The Errant Rose
Emmy Rose reached the alley just in time to see the woman she was after slip around a corner onto a street at the other end. She started off in pursuit -- then pulled up short when she heard the shooting. It was an ambush, and Derek was in trouble. Was Yasmin involved? How could Yasmin even be alive? Emmy hesitated a few precious seconds. She was sure she had just seen the woman who had haunted her sleep almost nightly since the Salonika shootout. And yet ... and yet Yasmin Liraz had died. Hadn't she?
Emmy remembered it vividly -- kneeling at the body for only an instant, reaching out to touch her lover before her survival instinct kicked in and she ran for shadows, bullets stitching a jagged line across courtyard stones in hot pursuit. No, Yasmin couldn't be involved. But Emmy didn't have time to ponder all of that. She hesitated for only a moment. Yasmin was getting away but Derek was under fire.

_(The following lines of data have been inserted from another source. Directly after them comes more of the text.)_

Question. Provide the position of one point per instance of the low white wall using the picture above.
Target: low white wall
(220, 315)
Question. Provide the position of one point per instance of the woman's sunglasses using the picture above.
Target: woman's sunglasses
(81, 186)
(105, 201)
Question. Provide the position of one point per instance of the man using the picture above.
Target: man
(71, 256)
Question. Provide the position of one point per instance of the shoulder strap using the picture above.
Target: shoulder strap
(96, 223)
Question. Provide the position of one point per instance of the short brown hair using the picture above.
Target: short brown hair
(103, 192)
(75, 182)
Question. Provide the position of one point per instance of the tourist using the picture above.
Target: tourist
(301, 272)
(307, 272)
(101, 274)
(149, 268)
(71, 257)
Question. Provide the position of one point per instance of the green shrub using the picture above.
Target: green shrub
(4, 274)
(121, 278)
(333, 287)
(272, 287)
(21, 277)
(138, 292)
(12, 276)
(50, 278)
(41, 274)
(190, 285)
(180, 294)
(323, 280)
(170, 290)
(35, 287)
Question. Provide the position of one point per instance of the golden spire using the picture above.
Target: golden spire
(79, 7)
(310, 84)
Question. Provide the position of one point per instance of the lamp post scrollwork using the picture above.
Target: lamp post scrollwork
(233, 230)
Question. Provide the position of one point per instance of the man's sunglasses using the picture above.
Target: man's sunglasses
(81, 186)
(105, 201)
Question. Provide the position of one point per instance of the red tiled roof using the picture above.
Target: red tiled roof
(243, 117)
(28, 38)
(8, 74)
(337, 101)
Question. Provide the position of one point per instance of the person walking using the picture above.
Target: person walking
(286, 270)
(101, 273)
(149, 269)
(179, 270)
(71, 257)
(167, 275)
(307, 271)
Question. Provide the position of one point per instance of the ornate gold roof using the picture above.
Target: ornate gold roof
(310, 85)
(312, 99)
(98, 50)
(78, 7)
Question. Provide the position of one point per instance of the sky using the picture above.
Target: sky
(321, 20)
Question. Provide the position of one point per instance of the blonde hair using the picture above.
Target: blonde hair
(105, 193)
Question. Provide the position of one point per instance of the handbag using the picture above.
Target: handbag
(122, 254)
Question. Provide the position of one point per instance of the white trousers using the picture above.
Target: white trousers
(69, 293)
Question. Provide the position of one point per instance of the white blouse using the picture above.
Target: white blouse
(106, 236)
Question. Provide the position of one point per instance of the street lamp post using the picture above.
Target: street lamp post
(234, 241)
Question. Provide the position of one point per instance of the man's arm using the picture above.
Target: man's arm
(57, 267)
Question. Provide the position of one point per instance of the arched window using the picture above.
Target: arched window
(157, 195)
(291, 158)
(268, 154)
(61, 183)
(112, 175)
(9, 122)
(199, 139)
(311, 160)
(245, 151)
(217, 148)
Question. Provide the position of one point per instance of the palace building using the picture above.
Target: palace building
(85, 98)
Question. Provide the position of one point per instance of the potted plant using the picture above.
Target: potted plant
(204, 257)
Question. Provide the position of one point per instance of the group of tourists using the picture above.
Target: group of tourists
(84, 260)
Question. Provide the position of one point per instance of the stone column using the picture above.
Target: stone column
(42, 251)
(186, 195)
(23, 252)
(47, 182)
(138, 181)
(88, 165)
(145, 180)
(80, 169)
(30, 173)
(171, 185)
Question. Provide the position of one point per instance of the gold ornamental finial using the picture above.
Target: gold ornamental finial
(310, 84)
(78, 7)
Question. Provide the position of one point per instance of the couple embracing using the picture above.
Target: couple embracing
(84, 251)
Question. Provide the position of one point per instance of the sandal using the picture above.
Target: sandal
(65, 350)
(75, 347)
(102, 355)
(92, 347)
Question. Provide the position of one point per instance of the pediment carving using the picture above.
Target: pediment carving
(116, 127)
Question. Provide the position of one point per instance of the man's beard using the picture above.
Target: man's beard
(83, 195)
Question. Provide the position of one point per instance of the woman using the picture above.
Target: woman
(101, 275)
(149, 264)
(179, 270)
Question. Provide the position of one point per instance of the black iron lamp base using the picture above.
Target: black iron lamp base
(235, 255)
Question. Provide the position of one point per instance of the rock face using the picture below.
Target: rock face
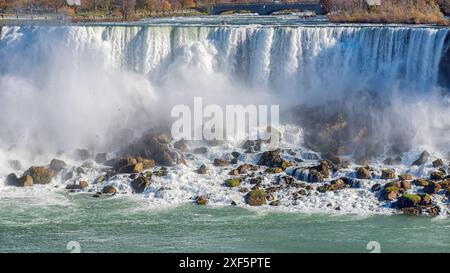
(423, 158)
(24, 181)
(363, 173)
(139, 184)
(271, 158)
(256, 197)
(40, 175)
(57, 165)
(151, 146)
(387, 174)
(233, 182)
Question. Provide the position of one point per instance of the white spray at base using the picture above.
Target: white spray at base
(67, 87)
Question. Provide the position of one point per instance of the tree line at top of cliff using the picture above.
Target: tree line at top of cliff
(353, 11)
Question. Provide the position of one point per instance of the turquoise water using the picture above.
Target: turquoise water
(124, 225)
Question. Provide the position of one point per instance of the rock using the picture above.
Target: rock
(15, 164)
(81, 185)
(271, 158)
(376, 187)
(405, 176)
(275, 203)
(405, 184)
(315, 176)
(256, 197)
(363, 173)
(201, 200)
(432, 188)
(139, 184)
(57, 165)
(274, 170)
(408, 200)
(24, 181)
(181, 145)
(220, 162)
(132, 168)
(437, 175)
(388, 174)
(393, 161)
(201, 150)
(423, 158)
(233, 182)
(151, 146)
(438, 163)
(82, 154)
(109, 190)
(251, 146)
(40, 175)
(202, 169)
(389, 193)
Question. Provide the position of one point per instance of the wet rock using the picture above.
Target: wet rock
(57, 165)
(132, 168)
(404, 177)
(15, 164)
(40, 175)
(432, 188)
(140, 184)
(256, 197)
(388, 174)
(271, 158)
(275, 203)
(202, 169)
(393, 161)
(109, 190)
(423, 158)
(83, 154)
(201, 200)
(233, 182)
(81, 185)
(220, 162)
(420, 182)
(251, 146)
(100, 158)
(438, 163)
(376, 187)
(181, 145)
(201, 150)
(437, 175)
(363, 173)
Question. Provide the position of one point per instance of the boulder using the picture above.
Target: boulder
(109, 190)
(202, 169)
(132, 168)
(201, 150)
(388, 174)
(256, 197)
(100, 157)
(220, 162)
(139, 184)
(438, 163)
(271, 158)
(432, 188)
(181, 145)
(201, 200)
(363, 173)
(437, 175)
(423, 158)
(57, 165)
(81, 185)
(40, 175)
(233, 182)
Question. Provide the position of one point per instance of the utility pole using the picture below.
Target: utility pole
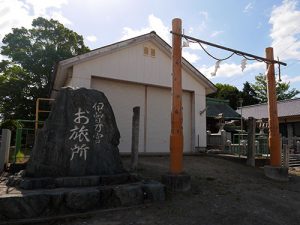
(274, 138)
(176, 137)
(176, 179)
(274, 170)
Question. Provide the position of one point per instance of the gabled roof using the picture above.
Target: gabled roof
(285, 108)
(60, 74)
(217, 106)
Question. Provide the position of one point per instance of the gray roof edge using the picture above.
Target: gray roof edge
(266, 103)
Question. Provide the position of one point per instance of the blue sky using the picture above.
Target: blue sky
(245, 25)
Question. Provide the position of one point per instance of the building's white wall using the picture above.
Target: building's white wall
(131, 65)
(158, 119)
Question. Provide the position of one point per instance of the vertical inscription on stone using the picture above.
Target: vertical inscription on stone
(80, 134)
(98, 107)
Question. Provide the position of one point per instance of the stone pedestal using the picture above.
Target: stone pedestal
(277, 173)
(177, 182)
(79, 138)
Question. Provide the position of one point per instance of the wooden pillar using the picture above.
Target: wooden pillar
(251, 142)
(176, 137)
(135, 137)
(274, 139)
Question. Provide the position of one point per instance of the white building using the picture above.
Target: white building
(138, 72)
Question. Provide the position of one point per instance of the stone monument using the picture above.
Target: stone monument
(80, 138)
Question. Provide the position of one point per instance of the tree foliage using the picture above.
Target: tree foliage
(33, 54)
(283, 90)
(248, 95)
(228, 92)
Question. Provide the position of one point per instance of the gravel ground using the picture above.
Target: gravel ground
(222, 192)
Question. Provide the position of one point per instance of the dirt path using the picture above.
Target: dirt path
(223, 192)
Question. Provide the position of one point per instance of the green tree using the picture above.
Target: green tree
(248, 95)
(228, 92)
(283, 90)
(33, 54)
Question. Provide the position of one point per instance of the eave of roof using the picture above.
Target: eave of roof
(285, 108)
(60, 76)
(216, 106)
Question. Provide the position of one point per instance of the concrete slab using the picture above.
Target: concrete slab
(277, 173)
(16, 203)
(177, 182)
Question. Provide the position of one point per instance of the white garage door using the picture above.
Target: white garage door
(155, 114)
(123, 97)
(159, 120)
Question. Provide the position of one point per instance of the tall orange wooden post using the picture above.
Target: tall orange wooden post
(176, 179)
(274, 138)
(176, 137)
(274, 170)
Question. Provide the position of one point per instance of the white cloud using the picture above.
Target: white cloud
(203, 19)
(231, 69)
(216, 33)
(292, 80)
(191, 57)
(248, 7)
(91, 38)
(154, 24)
(285, 30)
(17, 13)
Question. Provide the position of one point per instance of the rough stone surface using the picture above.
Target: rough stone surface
(79, 200)
(79, 138)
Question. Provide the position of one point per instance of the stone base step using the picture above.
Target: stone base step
(22, 204)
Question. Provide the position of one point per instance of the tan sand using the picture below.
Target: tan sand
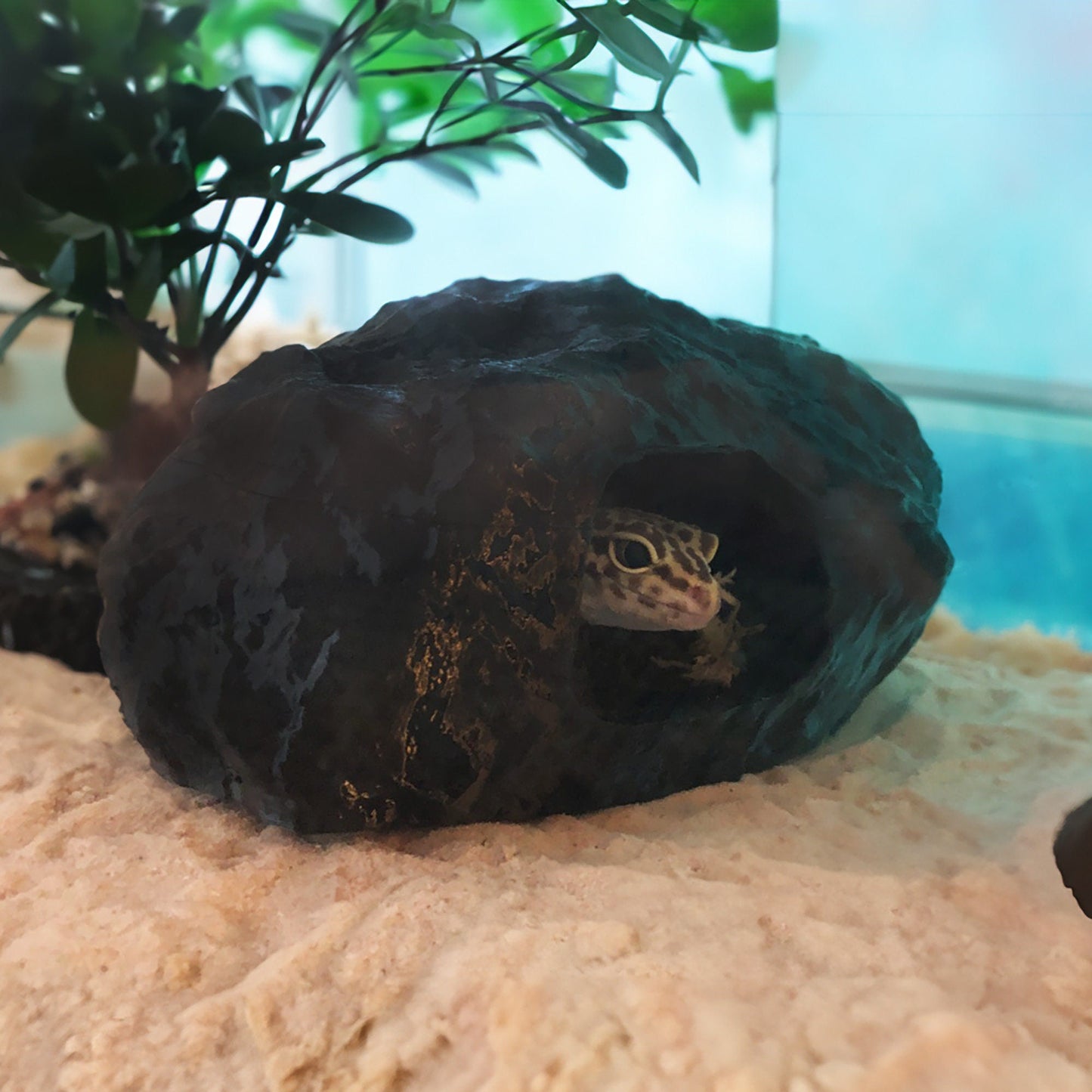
(883, 917)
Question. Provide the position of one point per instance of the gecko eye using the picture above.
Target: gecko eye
(633, 555)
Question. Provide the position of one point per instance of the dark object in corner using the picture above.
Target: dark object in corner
(49, 610)
(1072, 854)
(351, 598)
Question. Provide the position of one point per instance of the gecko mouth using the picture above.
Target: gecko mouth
(679, 611)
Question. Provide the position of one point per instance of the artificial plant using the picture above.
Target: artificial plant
(131, 129)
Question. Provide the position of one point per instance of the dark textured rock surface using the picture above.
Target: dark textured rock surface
(351, 598)
(1072, 854)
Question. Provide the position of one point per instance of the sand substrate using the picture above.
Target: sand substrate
(883, 917)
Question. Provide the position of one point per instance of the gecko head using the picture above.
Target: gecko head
(643, 571)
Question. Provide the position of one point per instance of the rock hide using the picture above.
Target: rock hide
(351, 598)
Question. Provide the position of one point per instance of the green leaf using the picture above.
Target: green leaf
(230, 134)
(601, 161)
(448, 173)
(348, 215)
(100, 370)
(110, 25)
(746, 96)
(261, 100)
(314, 29)
(191, 106)
(748, 25)
(70, 181)
(22, 321)
(24, 21)
(274, 154)
(662, 17)
(140, 193)
(186, 21)
(586, 41)
(92, 269)
(663, 129)
(633, 47)
(144, 284)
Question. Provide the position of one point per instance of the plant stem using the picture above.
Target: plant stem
(206, 272)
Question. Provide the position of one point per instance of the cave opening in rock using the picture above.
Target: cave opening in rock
(768, 537)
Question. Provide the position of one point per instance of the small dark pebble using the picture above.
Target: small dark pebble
(81, 523)
(1072, 853)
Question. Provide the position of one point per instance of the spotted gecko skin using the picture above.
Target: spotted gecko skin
(645, 571)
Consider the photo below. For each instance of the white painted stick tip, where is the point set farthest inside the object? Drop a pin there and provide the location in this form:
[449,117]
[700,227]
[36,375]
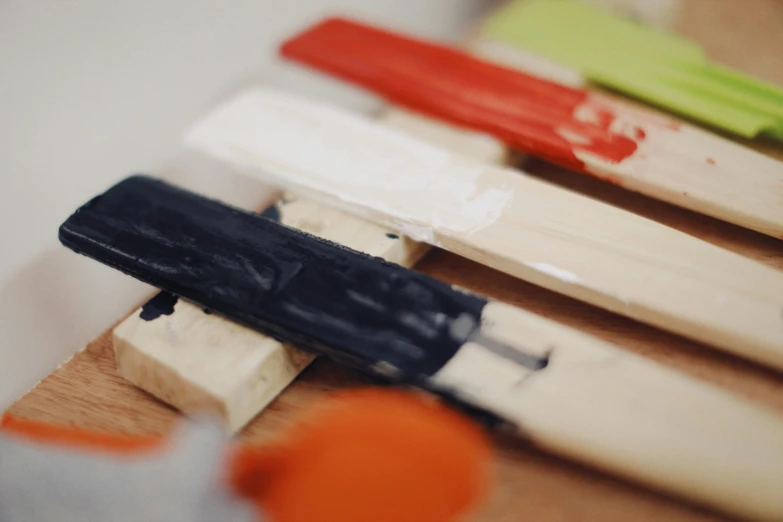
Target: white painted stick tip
[500,217]
[194,361]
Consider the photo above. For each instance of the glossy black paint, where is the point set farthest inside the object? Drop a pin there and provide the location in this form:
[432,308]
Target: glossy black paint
[161,304]
[359,310]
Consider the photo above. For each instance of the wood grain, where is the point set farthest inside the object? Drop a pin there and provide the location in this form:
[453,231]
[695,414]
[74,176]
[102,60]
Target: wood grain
[529,484]
[501,217]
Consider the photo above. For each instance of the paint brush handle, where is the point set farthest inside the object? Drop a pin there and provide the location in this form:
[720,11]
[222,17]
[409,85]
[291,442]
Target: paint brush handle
[624,414]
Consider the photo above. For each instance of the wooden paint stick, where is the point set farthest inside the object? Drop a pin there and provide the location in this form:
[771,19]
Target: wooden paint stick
[634,147]
[502,218]
[196,361]
[567,392]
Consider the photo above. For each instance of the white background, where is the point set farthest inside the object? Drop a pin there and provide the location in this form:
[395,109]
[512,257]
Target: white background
[94,90]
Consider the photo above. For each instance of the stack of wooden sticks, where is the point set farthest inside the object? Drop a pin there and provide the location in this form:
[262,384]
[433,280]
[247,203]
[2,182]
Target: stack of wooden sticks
[634,336]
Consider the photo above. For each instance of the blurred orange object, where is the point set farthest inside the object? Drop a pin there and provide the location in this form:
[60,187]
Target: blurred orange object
[371,455]
[367,455]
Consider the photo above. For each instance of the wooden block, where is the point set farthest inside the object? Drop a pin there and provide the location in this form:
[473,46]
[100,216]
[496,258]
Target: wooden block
[502,218]
[196,362]
[567,392]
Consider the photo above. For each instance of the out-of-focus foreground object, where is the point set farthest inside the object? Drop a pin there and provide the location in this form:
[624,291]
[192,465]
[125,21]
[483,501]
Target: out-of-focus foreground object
[369,454]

Turning back, she found the passage blocked by a pair of men who seemed to have appeared out of nowhere.
In a glance she knew them for what they were. Evzones. Greek street toughs. The name had originally signified Greek soldiers, but its common usage included any tough guy. Maybe these two were local. Or maybe they'd been imported. Since she didn't put much stock in coincidence, Emmy was confident of one thing -- they were hired help -- hired by the SVR probably.
They were both armed with knives.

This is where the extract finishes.